2016 has been a long year, an awful year… even (to paraphrase Judith
Viorst) a terrible, horrible, no good, very bad year. As I type this, news
of the sudden passing of Debbie Reynolds has emerged close on the heels of
the woefully premature death of her daughter, Carrie Fisher – adding to the
body count of a year that seemed to be almost gleefully stealing our
brightest lights. But, eager as I am to finally see the back of this year, taking
on the task of reflecting on the past twelve months of television has been
genuinely heartening. It has been an eventful – too eventful – year in the
real world, but for television it has also been a time of innovation, and
further strengthened my belief that TV has never been as good, as smart, as
brave, and as human as it is now.
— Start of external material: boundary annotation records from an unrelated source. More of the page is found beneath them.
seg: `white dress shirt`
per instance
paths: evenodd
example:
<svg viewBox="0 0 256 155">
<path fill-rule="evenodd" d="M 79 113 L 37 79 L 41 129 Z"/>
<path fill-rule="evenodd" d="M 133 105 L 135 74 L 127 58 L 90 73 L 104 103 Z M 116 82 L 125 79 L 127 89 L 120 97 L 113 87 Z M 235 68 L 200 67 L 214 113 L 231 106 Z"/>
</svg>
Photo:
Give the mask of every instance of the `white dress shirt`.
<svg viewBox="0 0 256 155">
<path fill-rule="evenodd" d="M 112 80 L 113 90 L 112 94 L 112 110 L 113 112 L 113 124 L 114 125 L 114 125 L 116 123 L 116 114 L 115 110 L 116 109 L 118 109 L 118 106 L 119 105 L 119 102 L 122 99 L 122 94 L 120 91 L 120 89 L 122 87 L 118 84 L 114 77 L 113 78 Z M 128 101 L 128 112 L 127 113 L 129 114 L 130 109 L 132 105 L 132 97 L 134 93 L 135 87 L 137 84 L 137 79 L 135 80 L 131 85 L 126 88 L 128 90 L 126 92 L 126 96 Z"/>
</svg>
It may feel more like a decade ago, but
it was only last January that Louis C.K. unceremoniously gifted us the
first episode of his stripped-down and ground-breaking
Horace and Pete, and only six months ago that Netflix premiered
Stranger Things, the Duffer Brothers’ unabashed and brilliant homage to the best of the
80s, from Steven Spielberg to John Carpenter to George Lucas and Stephen
King. And then last September, Netflix pulled the curtain back from its
small corner of the Marvel Cinematic Universe and introduced us to
Luke Cage
– a series that, despite some plot weaknesses late in its first season,
jumped with both feet into our difficult times and provided us with some of
the year’s most compelling hours of television. In a year when reality
threatened to overtake our imagination, both in menace and absurdity,
television kept pace – providing escape, insight, and regular and much-needed reminders that the human race has more up its sleeve than the
ever-darkening headlines suggest. A small caveat: what follows is not a
complete ranked list of what television has offered these past 12 months,
but rather a few reflections on where television has taken me in 2016.